使用重组 TSH 受体表达细胞对自身免疫性甲状腺疾病进行病理学分析

• 批准号: 07772255
• 负责人: 乾 武広
• 金额: $ 0.64万
• 依托单位: Shiga University of Medical Science
• 依托单位国家: 日本
• 项目类别: Grant-in-Aid for Encouragement of Young Scientists (A)
• 财政年份: 1995
• 资助国家: 日本
• 起止时间: 1995 至 无数据
• 项目状态: 已结题
• 来源: https://kaken.nii.ac.jp/grant/KAKENHI-PROJECT-07772255/
• 关键词: TSHレセプター; TSHレセプター抗体; 甲状腺刺激性抗体; 阻害性TSH受容体抗体

(1)TSHレセプター抗体(TRAb)のTSHレセプター(R)の結合特異性とTRAbの生物活性発現部位とのヒトTSHRcDNAをpCDNeo‐TSHR(TSHRcDNAを挿入した動物細胞発現用プラスミドneomysin耐性遺伝子を有する)をCHO細胞にエレクトロポレーション法にて導入した。このCHO細胞膜を用いて^<125>I‐標識bTSHの結合を検討したところ、天然のブタ甲状腺細胞膜(可溶化または非可溶化)を用いた場合と同じような特異的結合を示した。bTSHによる^<125>I‐標識bTSHの結合抑制TBI(TSH結合抑制)活性のIC_<50>(TBI50%を示す活性)はCHO細胞膜の方がブタ甲状腺細胞膜よりも少量であった。多量のbTSHのTBI活性は、CHO細胞膜では80%であり、ブタ甲状腺細胞膜では90%であった。このTSHRアッセイ法で、甲状腺機能亢進症患者血清中のTSAbと甲状腺機能低下症患者血清中のTSBAbのTBI活性を測定した。CHO細胞膜でのTBI活性はTSAbとTSBAbともブタ甲状腺細胞膜を用いた場合よりも有意に低値(50%程度)であった。これらの実験から、これら両TRAbはヒト甲状腺細胞膜よりもブタ甲状腺細胞膜に特異的に結合することが示唆された。組換えヒトTSHRではなく、ヒト甲状腺細胞膜(正常またはバセドウ病甲状腺細胞膜)を用いたTSHRアッセイ法でもブタ甲状腺細胞膜よりもTRAbのTBI活性は低値であったので、TRAbはヒトTSHRを用いるアッセイ法はブタTSHよりも感度が劣ることが推定された。(2)TSAb‐IgGをパパイン(システイン存在下)やペプシンで加水分解したのちProtein A‐Sepharoseカラムで未吸着と吸着分画に分け、Sephadex G‐100でゲル濾過した。Protein A未吸着分画の甲状腺刺激活性はFab(50KD)とそれに続くretarded分画(50KD以下の小分子)に認められた。また、Protein A吸着分画の甲状腺刺激活性は、未消化のIgG分画とそれに続くFc分画(主にFcであるがFabの混入がある)と、さらにretarded分画(50KD以下の小分子)に認められた。このFc分画の甲状腺刺激活性は、Anti‐ヒトFab‐Sepharoseのアフィニティークロマト法で未吸着分画(Fc)に認められないが、吸着分画(Fab分画)に認められる。この実験から、TSAb‐IgGの甲状腺刺激活性は、FabおよびFabよりも小分子分画(Fabの分解物によるらしい)に見出された。このFab分画は、TBI活性は強陽性であるが、小分子分画は非常に弱かった。まとめ組換えヒトTSHRでTRAb測定は可能であったが、TBI活性はブタ甲状腺細胞膜(ブタTSHR)よりも感度が低い。TSAb‐IgGのプロテアーゼ処理により、Fab分画のみならず、より小さい小分子分画にTSHRの結合活性と甲状腺刺激活性が見出された。

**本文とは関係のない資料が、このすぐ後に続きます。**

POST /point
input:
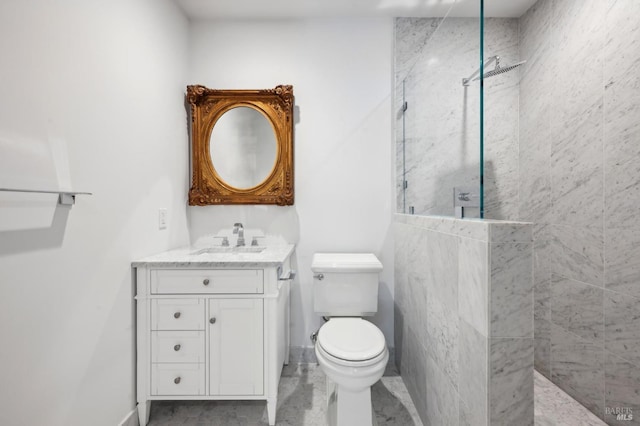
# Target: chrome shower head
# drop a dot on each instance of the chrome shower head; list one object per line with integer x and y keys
{"x": 499, "y": 70}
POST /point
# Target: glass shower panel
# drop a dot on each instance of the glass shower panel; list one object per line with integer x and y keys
{"x": 438, "y": 117}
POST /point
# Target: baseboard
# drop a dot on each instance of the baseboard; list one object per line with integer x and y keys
{"x": 130, "y": 419}
{"x": 302, "y": 355}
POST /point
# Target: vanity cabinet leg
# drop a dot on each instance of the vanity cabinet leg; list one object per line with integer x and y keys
{"x": 271, "y": 410}
{"x": 144, "y": 409}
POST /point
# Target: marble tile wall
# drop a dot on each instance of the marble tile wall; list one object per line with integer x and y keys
{"x": 579, "y": 183}
{"x": 464, "y": 319}
{"x": 438, "y": 137}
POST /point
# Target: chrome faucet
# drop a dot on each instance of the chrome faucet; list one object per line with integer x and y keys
{"x": 239, "y": 229}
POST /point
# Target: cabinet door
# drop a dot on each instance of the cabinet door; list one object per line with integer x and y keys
{"x": 236, "y": 347}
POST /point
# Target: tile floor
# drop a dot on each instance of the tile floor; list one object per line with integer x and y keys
{"x": 301, "y": 403}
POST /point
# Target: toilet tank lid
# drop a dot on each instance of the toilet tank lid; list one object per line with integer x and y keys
{"x": 345, "y": 262}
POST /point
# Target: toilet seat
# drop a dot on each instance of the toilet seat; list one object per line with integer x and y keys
{"x": 352, "y": 340}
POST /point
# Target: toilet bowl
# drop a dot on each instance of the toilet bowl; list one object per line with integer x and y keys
{"x": 351, "y": 351}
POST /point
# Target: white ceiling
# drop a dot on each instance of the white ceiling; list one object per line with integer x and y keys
{"x": 282, "y": 9}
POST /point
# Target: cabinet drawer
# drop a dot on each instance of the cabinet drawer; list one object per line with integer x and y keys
{"x": 177, "y": 379}
{"x": 177, "y": 346}
{"x": 180, "y": 281}
{"x": 177, "y": 314}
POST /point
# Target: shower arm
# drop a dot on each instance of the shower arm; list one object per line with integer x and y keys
{"x": 496, "y": 58}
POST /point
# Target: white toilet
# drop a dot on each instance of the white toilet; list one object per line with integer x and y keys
{"x": 351, "y": 351}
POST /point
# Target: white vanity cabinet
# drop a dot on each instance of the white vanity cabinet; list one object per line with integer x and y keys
{"x": 210, "y": 330}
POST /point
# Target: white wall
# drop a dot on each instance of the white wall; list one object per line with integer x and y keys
{"x": 106, "y": 80}
{"x": 341, "y": 74}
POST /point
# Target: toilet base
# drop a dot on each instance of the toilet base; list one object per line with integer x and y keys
{"x": 346, "y": 408}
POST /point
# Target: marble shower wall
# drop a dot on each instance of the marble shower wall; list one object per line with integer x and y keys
{"x": 440, "y": 133}
{"x": 464, "y": 319}
{"x": 580, "y": 184}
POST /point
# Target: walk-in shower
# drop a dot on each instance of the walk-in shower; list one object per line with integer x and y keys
{"x": 498, "y": 69}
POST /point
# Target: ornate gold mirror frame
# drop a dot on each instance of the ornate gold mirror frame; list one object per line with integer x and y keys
{"x": 207, "y": 106}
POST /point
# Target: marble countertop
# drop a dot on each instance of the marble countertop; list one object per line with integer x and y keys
{"x": 187, "y": 257}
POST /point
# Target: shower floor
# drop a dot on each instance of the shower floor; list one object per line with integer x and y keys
{"x": 302, "y": 396}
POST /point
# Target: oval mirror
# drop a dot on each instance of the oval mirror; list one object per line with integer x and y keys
{"x": 243, "y": 147}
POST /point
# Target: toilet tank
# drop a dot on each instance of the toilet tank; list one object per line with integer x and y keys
{"x": 345, "y": 284}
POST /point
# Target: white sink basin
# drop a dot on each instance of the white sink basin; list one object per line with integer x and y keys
{"x": 215, "y": 250}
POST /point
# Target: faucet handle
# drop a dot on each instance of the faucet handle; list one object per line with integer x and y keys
{"x": 237, "y": 226}
{"x": 225, "y": 241}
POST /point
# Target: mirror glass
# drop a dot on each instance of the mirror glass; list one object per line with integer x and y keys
{"x": 243, "y": 147}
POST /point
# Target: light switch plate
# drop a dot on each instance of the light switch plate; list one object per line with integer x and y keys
{"x": 162, "y": 219}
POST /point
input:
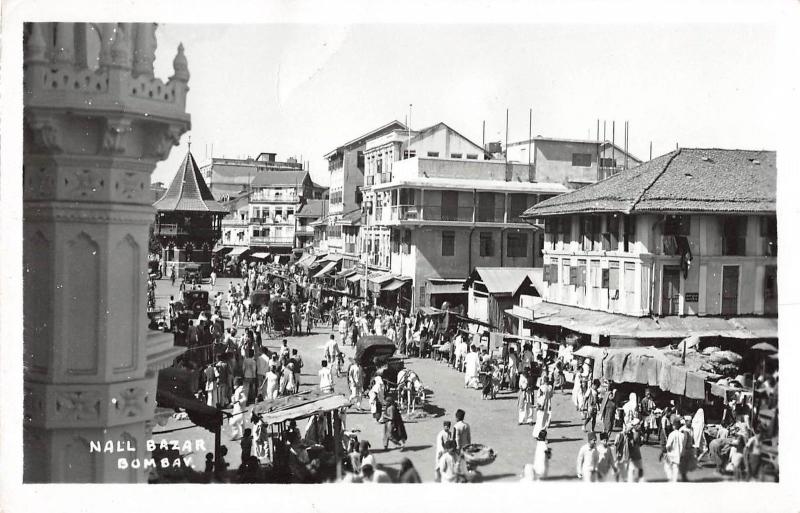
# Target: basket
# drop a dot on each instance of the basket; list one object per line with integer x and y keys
{"x": 479, "y": 455}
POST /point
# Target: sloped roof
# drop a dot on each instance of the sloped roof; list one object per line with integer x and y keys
{"x": 188, "y": 191}
{"x": 274, "y": 178}
{"x": 685, "y": 180}
{"x": 311, "y": 208}
{"x": 499, "y": 280}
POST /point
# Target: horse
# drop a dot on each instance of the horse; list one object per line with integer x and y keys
{"x": 410, "y": 390}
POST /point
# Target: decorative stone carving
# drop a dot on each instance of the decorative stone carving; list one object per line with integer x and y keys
{"x": 115, "y": 135}
{"x": 78, "y": 406}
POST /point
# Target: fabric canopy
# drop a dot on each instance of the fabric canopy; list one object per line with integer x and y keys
{"x": 238, "y": 250}
{"x": 394, "y": 285}
{"x": 355, "y": 278}
{"x": 325, "y": 270}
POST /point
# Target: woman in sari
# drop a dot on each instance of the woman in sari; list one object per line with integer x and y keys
{"x": 525, "y": 398}
{"x": 544, "y": 396}
{"x": 698, "y": 434}
{"x": 631, "y": 409}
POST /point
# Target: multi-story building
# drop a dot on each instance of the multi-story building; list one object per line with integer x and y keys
{"x": 380, "y": 154}
{"x": 691, "y": 233}
{"x": 274, "y": 199}
{"x": 447, "y": 216}
{"x": 228, "y": 177}
{"x": 571, "y": 162}
{"x": 346, "y": 167}
{"x": 306, "y": 214}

(1) The binding specificity of TSH receptor (R) of TSH receptor antibody (TRAb), the bioactive site of TRAb, and the expression site of TSHR cDNA were introduced into CHO cells by pCDNeo-TSHR(TSHR cDNA was introduced into CHO cells for the development of neomysin resistant gene). The CHO cell membrane is <125>used to identify bTSH binding. The natural thyroid cell membrane (solubilized or not solubilized) is used to identify bTSH binding. bTSH <125>binding inhibition IC_ (TBI 50% activity) of bTSH binding inhibition IC_<50>(TBI 50% activity) of CHO cell membrane TBI activity of CHO cell membrane is 80%, thyroid cell membrane is 90%. TSAb and TBI activity in serum of patients with hyperthyroidism and hypothyroidism were measured by TSHR assay. CHO cell membrane TBI activity is intentionally low (50%) This is the first time I've ever seen a thyroid cell membrane. The TBI activity of TRAb in thyroid cell membrane (normal or diseased thyroid cell membrane) was estimated to be low by TSHR method. (2)TSAb-IgG is decomposed by water and purified by Sephadex G-100. Protein A unadsorbed fraction thyroid stimulating activity Fab(50KD) and Retarded fraction (50KD or less) Protein A uptake assay thyroid stimulating activity undigested IgG assay undigested Fc assay undigested Fc assay undigested Fab assay undigested Fc undigested Thyroid stimulating activity of Fc assay, Anti-Fab-Sepharose assay, unsorbed assay (Fc), sorbed assay (Fab assay) The thyroid stimulating activity of TSAb-IgG is shown in Fab and Fab fragments. Fab, TBI activity is strong, small molecule is weak. TBI activity is low in thyroid cell membrane (TSHR). The binding activity and thyroid stimulating activity of TSAb-IgG were observed in the treatment, Fab fractionation and small molecule fractionation.